Forrestal, James V. (1892–1949), investment banker, undersecretary of the navy (1940–44), secretary of the navy (1944–47), and the nation's first secretary of defense (1947–49).Forrestal was the youngest of three sons born to Irish immigrant parents in Beacon, New York. He attended Princeton University in the class of 1915, served as editor of the
Daily Princetonian, and was voted “Most Likely to Succeed” and “The Man Nobody Knows.”
After a short stint as a naval aviator in World War I, he joined the Wall Street firm of William Read & Co. (later Dillon, Read) as a bond salesman. He was elected to the partnership in 1923, became one of the “golden boys” of investment banking during the Roaring Twenties, and was made president of the firm in 1940. He married Josephine Ogden, an editor of
Vogue magazine, in 1926.
Called to Washington by President
Franklin Roosevelt to help convert the U.S. economy to war production, Forrestal was named undersecretary of the navy (August 1940) with full authority in the area of procurement—for the design, construction, and delivery of ships to the fighting forces. Over the next three years he was the principal architect of the navy's vast World War II expansion from 1,099 to 50,759 vessels, and from 160,997 to 3,383,196 officers and men. The creation of that largest, most powerful fleet in the world was a precondition of victory.
Forrestal became secretary of the navy (in April 1944). He organized a comprehensive information effort to make the magnitude and complexity of the Pacific War—including the significance of particular naval battles and acts of heroism—more understandable to the American people. He toured the battlefronts in both the European and Pacific theaters, and went ashore at Iwo Jima on D‐Day+2, “exposing himself to the dangers of warfare as no other United States official of his rank did in World War II.” In August 1945, when the Japanese government expressed a readiness to surrender provided it did not “prejudice the prerogatives” of the emperor
Hirohito, President
Harry S. Truman's advisers were divided on the question whether this met the U.S. requirement for “unconditional surrender.” Forrestal convinced Truman to accept the Japanese condition, but to call it “unconditional surrender” and arrange to subordinate the emperor to the U.S. Supreme Allied Commander.
Forrestal was one of the first high officials to see in the Soviet Union an ideological, political, and military threat to U.S. security and to democratic societies everywhere. He played a large, influential role in government efforts to restore a shattered postwar world, confront the new Soviet challenge, and create or restructure those agencies (
National Security Council,
Central Intelligence Agency,
Department of Defense,
Joint Chiefs of Staff, cabinet secretariat) required to handle the new, unprecedented responsibilities of the
Cold War in Europe, Asia, and the Middle East. He commissioned a Soviet expert,
George F. Kennan, to write the paper that became the famous
Mr. X article, setting forth the “containment” doctrine that formed the definitive guideline for U.S. foreign policy throughout the Cold War.

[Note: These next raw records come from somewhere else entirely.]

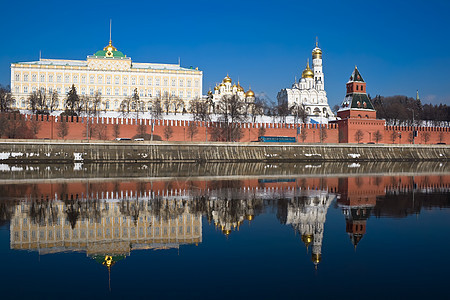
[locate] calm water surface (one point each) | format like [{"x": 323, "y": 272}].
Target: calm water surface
[{"x": 317, "y": 236}]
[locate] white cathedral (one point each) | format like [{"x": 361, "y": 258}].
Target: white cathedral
[{"x": 309, "y": 91}]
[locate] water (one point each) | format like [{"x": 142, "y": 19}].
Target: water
[{"x": 256, "y": 231}]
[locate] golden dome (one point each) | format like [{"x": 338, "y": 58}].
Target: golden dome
[
  {"x": 240, "y": 88},
  {"x": 227, "y": 79},
  {"x": 250, "y": 93},
  {"x": 307, "y": 73},
  {"x": 317, "y": 53},
  {"x": 110, "y": 47},
  {"x": 307, "y": 239},
  {"x": 316, "y": 258}
]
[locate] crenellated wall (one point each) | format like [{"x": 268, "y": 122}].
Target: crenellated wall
[{"x": 307, "y": 133}]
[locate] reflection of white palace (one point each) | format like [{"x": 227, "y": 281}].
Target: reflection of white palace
[
  {"x": 307, "y": 215},
  {"x": 107, "y": 229}
]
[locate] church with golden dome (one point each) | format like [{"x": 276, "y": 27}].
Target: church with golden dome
[
  {"x": 309, "y": 92},
  {"x": 227, "y": 88}
]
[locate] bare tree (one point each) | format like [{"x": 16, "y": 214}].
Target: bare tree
[
  {"x": 125, "y": 107},
  {"x": 323, "y": 134},
  {"x": 411, "y": 137},
  {"x": 192, "y": 130},
  {"x": 282, "y": 111},
  {"x": 256, "y": 109},
  {"x": 303, "y": 134},
  {"x": 261, "y": 131},
  {"x": 16, "y": 127},
  {"x": 156, "y": 110},
  {"x": 141, "y": 129},
  {"x": 37, "y": 102},
  {"x": 72, "y": 101},
  {"x": 6, "y": 99},
  {"x": 230, "y": 114},
  {"x": 179, "y": 104},
  {"x": 441, "y": 137},
  {"x": 299, "y": 113},
  {"x": 35, "y": 125},
  {"x": 100, "y": 131},
  {"x": 62, "y": 129},
  {"x": 199, "y": 110},
  {"x": 377, "y": 136},
  {"x": 359, "y": 135},
  {"x": 394, "y": 136},
  {"x": 116, "y": 130},
  {"x": 53, "y": 101},
  {"x": 168, "y": 132}
]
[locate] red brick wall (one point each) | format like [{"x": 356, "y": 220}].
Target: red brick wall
[{"x": 128, "y": 129}]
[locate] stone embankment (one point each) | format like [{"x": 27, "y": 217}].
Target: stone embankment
[{"x": 52, "y": 151}]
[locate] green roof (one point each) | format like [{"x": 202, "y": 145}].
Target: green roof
[
  {"x": 360, "y": 101},
  {"x": 115, "y": 53}
]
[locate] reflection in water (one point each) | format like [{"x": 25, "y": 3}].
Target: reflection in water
[{"x": 109, "y": 220}]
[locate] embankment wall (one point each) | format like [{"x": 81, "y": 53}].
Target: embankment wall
[{"x": 119, "y": 151}]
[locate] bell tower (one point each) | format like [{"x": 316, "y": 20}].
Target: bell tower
[
  {"x": 357, "y": 117},
  {"x": 317, "y": 67}
]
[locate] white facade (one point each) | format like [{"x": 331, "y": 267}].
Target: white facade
[
  {"x": 309, "y": 92},
  {"x": 226, "y": 88},
  {"x": 110, "y": 73}
]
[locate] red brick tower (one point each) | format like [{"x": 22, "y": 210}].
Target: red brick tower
[{"x": 357, "y": 118}]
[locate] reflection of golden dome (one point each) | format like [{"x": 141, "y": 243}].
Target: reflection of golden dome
[
  {"x": 227, "y": 79},
  {"x": 307, "y": 239},
  {"x": 250, "y": 93},
  {"x": 316, "y": 258},
  {"x": 307, "y": 73},
  {"x": 108, "y": 262},
  {"x": 317, "y": 53}
]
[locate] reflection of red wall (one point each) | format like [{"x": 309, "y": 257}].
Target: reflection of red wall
[
  {"x": 354, "y": 191},
  {"x": 357, "y": 191}
]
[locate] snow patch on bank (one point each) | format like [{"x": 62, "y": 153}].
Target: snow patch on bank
[{"x": 78, "y": 156}]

As navy secretary, Forrestal strongly resisted President Truman's postwar plan to integrate the army, navy, and air force under a single secretary of defense. Truman's plan became law, but Forrestal succeeded in obtaining amendments that severely limited the power and authority of the new secretary: he would be essentially a presiding chairman of the board, with only “general authority” to assign military roles and missions and develop a single budget for the armed forces. The secretaries of army, navy, and air force would continue to administer their own separate departments.
When Truman's first choice for the new post declined it ( Robert Patterson, the outgoing Secretary of War), the president turned to Forrestal, who fatefully accepted. Almost immediately he found that the secretary of defense lacked adequate authority and staff to control an organization riven by bitter rivalries that were aggravated by a combination of expanding military technologies and sharply limited postwar military budgets. At the same time, the armed forces were charged with protecting the nation in a disordered postwar world, marked by widespread physical destruction and a dangerous new challenge from Stalinist Russia. Belatedly aware that his earlier concept had been deeply flawed, Forrestal nevertheless struggled to manage an almost unworkable organization. In the process he drove himself to exhaustion, and began a tragic descent into paranoia and self‐destruction. Truman asked for his resignation in March 1949. Forrestal was hospitalized for “reactive depression”—essentially the condition of combat fatigue seen frequently during World War II. On 22 May, he committed suicide by jumping from a sixteenth‐floor window of the Bethesda Naval Hospital.
Bibliography
Arnold A. Rogow , James Forrestal: A Study of Personality, Politics, and Polity, 1963.
Townsend Hoopes and and Douglas Brinkley , Driven Patriot: The Life and Times of James Forrestal, 1992.